Читаем Осип Мандельштам и его солагерники полностью

И сразу же предарестная жизнь и жизнь нынешняя «склеились» в единое целое, словно и не было той страшной трехлетней пустоты посередине, заполненной Лубянкой, Чердынью, Воронежем, Воробьевкой, Задонском, стукачом Костаревым за одной стеной и гитаристом Кирсановым за другой. Оказавшись одни и у себя, Мандельштамы враз забыли и про новые ежовые времена (а ведь был самый канун того, что позднее станут называть Большим террором!), и про свои «минус двенадцать»[10]. Они вдруг потеряли страх и уверовали в прочность своего возвращения, в то, что они достаточно намаялись и отныне их ждет нормальная и спокойная жизнь. И неважно, что Костарев, их жилец и персональный доносчик, не съехал, а всего лишь на даче, как неважно и то, что всё время давало о себе знать больное сердце, и Осип Эмильевич всё норовил прилечь и полежать. Важно то лишь, что они снова дома, что они у себя, что вокруг трамваями позвякивает курва-Москва, где живут и где ждут любимые друзья и братья и где водят по бумаге пером собратья по цеху.

И первый же московский день Мандельштама задался! С самого утра он обернулся двойным счастьем — встречей с Ахматовой, подгадавшей свой приезд к их и остановившейся еще накануне в их же доме у Ардовых, и вожделенным походом «к французам», в масляное царство обморочной густой сирени, кустившейся за стенами Музея нового западного искусства.

Ну разве не чудо, что первым гостем была именно Ахматова? Всегда, когда Мандельштаму было особенно трудно, она оказывалась рядом — вместе с Надей встречала в Нащокинском «гостей дорогих» и тотчас же пошла хлопотать, провожала его в Чердынь и проведывала в Воронеже. Нет, при ней Мандельштам и не думал лежать — он бегал взад-вперед и всё читал ей стихи, «отчитывался за истекший период», аккурат вобравший в себя «Вторую» и «Третью» воронежские тетради, которых Ахматова еще не знала. Сама она прочитала совсем немного, в том числе и обращенный к Мандельштаму «Воронеж»: на душе у нее самой скребли кошки — заканчивался пунинский этап ее жизни…

2

На следующий же день Мандельштам пошел в Союз писателей к Ставскому — устраивать свои литературные дела: договариваться о вечере и публикациях, может быть, о службе и возобновлении пенсии и уж наверняка — о московской прописке (а заодно и выслушать слова признательности за то, что он, несчастный ссыльный поэт, так помог всемогущему Ставскому в эти годы со временным устройством его товарища Костарева).

Но!..

Владимир Петрович оказались, видите ли, чрезвычайно заняты и в спонтанном приеме отказали. «Через неделю, не раньше», — передали они через секретаря.

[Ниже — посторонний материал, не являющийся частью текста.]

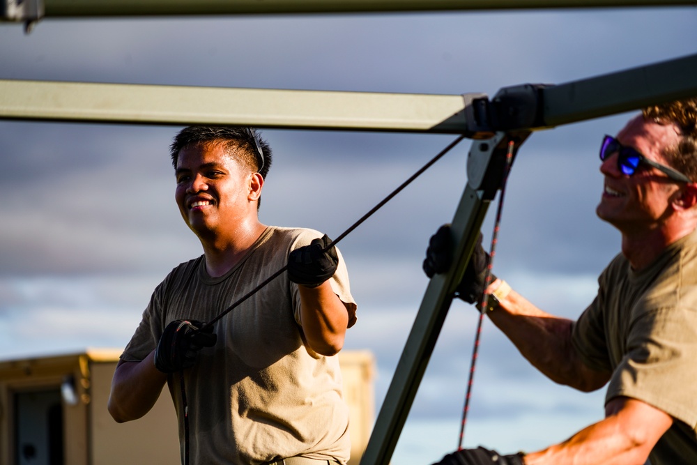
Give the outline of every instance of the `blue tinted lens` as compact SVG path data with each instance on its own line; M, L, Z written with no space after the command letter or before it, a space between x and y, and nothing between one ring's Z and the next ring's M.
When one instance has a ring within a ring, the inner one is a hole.
M618 146L617 141L613 137L605 136L603 144L600 146L600 160L604 161L606 158L616 152Z
M631 176L636 171L636 168L641 162L641 155L634 148L622 147L620 150L620 156L618 158L618 163L622 167L622 172L628 176Z

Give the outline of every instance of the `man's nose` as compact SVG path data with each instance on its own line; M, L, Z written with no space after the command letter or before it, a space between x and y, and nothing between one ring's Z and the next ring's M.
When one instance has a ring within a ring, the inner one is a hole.
M191 183L189 184L189 188L187 190L193 193L206 190L208 188L208 185L206 183L206 178L200 174L196 174L192 178Z

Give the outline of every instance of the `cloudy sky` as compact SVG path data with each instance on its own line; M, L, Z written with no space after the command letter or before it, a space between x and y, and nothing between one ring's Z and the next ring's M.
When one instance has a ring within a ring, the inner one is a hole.
M0 25L0 78L438 94L562 84L694 54L694 8L51 20ZM628 115L533 134L509 181L495 272L574 318L618 252L594 213L597 148ZM123 347L154 287L201 253L174 201L177 128L0 121L0 359ZM452 136L265 130L261 220L336 237ZM346 349L378 364L379 408L421 303L429 236L466 183L464 141L341 243L359 304ZM490 210L485 238L491 236ZM457 445L476 325L454 303L394 455ZM602 418L603 392L553 385L487 321L465 445L504 452Z

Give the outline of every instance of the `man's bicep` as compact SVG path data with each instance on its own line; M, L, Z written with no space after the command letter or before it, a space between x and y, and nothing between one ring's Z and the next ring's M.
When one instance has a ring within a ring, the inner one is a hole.
M620 396L605 406L606 418L615 416L623 430L649 450L673 425L673 417L650 404Z

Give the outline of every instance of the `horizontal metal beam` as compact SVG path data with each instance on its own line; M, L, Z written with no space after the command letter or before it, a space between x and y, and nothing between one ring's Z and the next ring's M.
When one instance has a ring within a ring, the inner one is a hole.
M18 0L8 2L21 10ZM0 2L1 6L2 2ZM694 5L695 0L38 0L45 17L388 13ZM9 15L8 14L8 16ZM8 20L21 17L6 17Z
M697 96L697 54L462 96L0 79L0 119L464 134L536 130ZM470 105L473 100L475 105Z
M697 97L697 54L544 88L548 126Z
M0 119L461 134L482 96L0 79Z

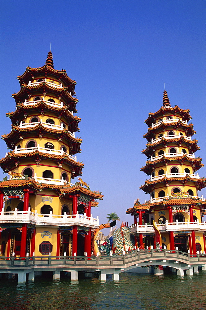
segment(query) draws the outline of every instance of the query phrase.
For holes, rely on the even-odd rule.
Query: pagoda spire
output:
[[[163,107],[164,107],[165,106],[167,106],[170,105],[170,104],[169,103],[169,98],[168,98],[168,96],[167,95],[167,93],[165,91],[165,89],[164,91],[164,93],[163,96],[163,100],[162,100],[163,103]]]
[[[50,51],[48,53],[46,60],[46,64],[49,67],[50,67],[52,69],[54,69],[54,63],[53,63],[53,58],[52,57],[52,53]]]

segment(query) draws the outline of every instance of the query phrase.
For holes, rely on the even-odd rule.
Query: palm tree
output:
[[[108,215],[108,216],[106,218],[106,219],[108,219],[108,220],[107,222],[107,223],[108,223],[110,221],[114,221],[115,219],[116,221],[120,220],[120,219],[116,212],[114,212],[113,213],[108,213],[107,215]],[[110,227],[110,231],[112,230],[112,228]]]

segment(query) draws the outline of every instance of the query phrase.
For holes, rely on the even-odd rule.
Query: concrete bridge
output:
[[[33,256],[0,257],[0,273],[7,274],[9,277],[18,274],[18,283],[33,280],[36,275],[42,271],[51,271],[53,278],[59,278],[60,271],[71,273],[71,280],[78,280],[79,272],[84,272],[89,276],[91,273],[99,272],[99,279],[106,280],[106,274],[112,274],[112,279],[119,280],[119,274],[132,269],[151,266],[167,266],[177,271],[177,274],[192,275],[198,272],[198,268],[206,270],[206,254],[192,255],[177,250],[152,249],[134,250],[117,253],[112,256]],[[136,269],[135,269],[136,268]]]

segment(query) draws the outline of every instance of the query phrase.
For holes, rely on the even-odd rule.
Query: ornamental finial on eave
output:
[[[53,58],[52,57],[52,53],[50,51],[48,53],[46,60],[46,64],[49,67],[51,67],[52,69],[54,69],[54,63],[53,63]]]
[[[164,91],[164,93],[163,96],[163,100],[162,100],[163,107],[165,106],[168,106],[170,105],[169,103],[169,100],[167,95],[167,93],[165,89]]]

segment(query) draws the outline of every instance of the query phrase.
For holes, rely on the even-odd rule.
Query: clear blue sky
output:
[[[51,42],[55,68],[77,82],[82,179],[104,195],[93,214],[104,223],[115,212],[132,224],[126,209],[138,197],[149,199],[138,189],[147,177],[140,170],[144,121],[161,106],[164,82],[171,105],[190,110],[201,147],[196,155],[206,164],[206,6],[203,0],[3,1],[1,134],[10,131],[5,114],[15,110],[16,77],[45,64]],[[199,172],[206,176],[205,168]]]

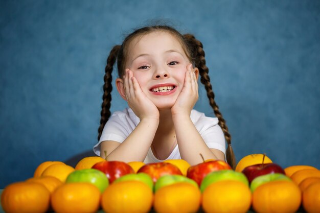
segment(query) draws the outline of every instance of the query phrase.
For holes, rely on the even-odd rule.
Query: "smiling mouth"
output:
[[[175,86],[162,86],[160,87],[153,88],[153,89],[150,89],[150,90],[153,92],[165,92],[173,90],[175,87]]]

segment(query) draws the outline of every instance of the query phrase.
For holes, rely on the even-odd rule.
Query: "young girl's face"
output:
[[[167,32],[152,32],[133,39],[128,51],[126,67],[142,91],[159,110],[171,108],[190,63],[178,39]]]

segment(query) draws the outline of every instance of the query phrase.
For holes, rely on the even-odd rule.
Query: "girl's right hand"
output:
[[[123,79],[128,105],[140,121],[146,118],[159,119],[158,108],[143,92],[132,72],[126,69]]]

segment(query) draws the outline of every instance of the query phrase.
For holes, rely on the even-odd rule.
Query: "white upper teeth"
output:
[[[173,86],[162,86],[161,87],[154,88],[152,89],[153,92],[166,92],[167,91],[172,90],[173,89]]]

А в этой «неделе» таилась для Мандельштама самая настоящая административная западня — столько ждать, не нарушая режим, он не мог. Он должен был куда-то уехать! — и именно этого от Мандельштама ожидали, собственно, и «занятый по горло» Ставский, и его деликатный дружбан и дачник Костарев, готовящийся стать отцом.

Проблема Костарева, кстати, и вообще не должна была возникнуть, ибо по мартовской, 1936 года, «джентльменской» договоренности между ним и Мандельштамами он поселялся в Нащокинском под поручительство Ставского самое большее на 8–9 месяцев и, стало быть, должен был смотать свои удочки не в мае 1937-го, а самое позднее в январе[11]. Но для джентльменских договоренностей надобны джентльмены: удочки Костарев не смотал и в конце концов прописался на мандельштамовской жировке! (Этот прямой профит от мандельштамовской зэковской судьбы и близкая личная дружба со Ставским заставляют лишний раз задуматься о, возможно, и гораздо более зловещем участии и Костарева во всей истории со вторым арестом Мандельштама).

Но друзьям-дальневосточникам не повезло, вернее, чрезвычайно «повезло» самому Мандельштаму — в Доме Герцена, куда он доковылял после холодного душа в приемной у Ставского, на внутренней лестнице, ведущей в Литфонд, куда он направлялся, с ним приключился стенокардический криз. «Скорая», которую вызвали сотрудники Литфонда, оказала Мандельштаму первую помощь и доставила его домой, наказав лежать, не вставая, как минимум два или три дня.

Случилось это скорее всего 22 мая, поскольку 25-го он сам отправился в поликлинику Литфонда. Там его осмотрела профессор Разумова, консультант экспертизы нетрудоспособности, и, кажется, всё-всё поняла. Вот ее комплексный медико-социальный диагноз: «по состоянию здоровья показан абсолютный покой в продолжении 1–2-х дней».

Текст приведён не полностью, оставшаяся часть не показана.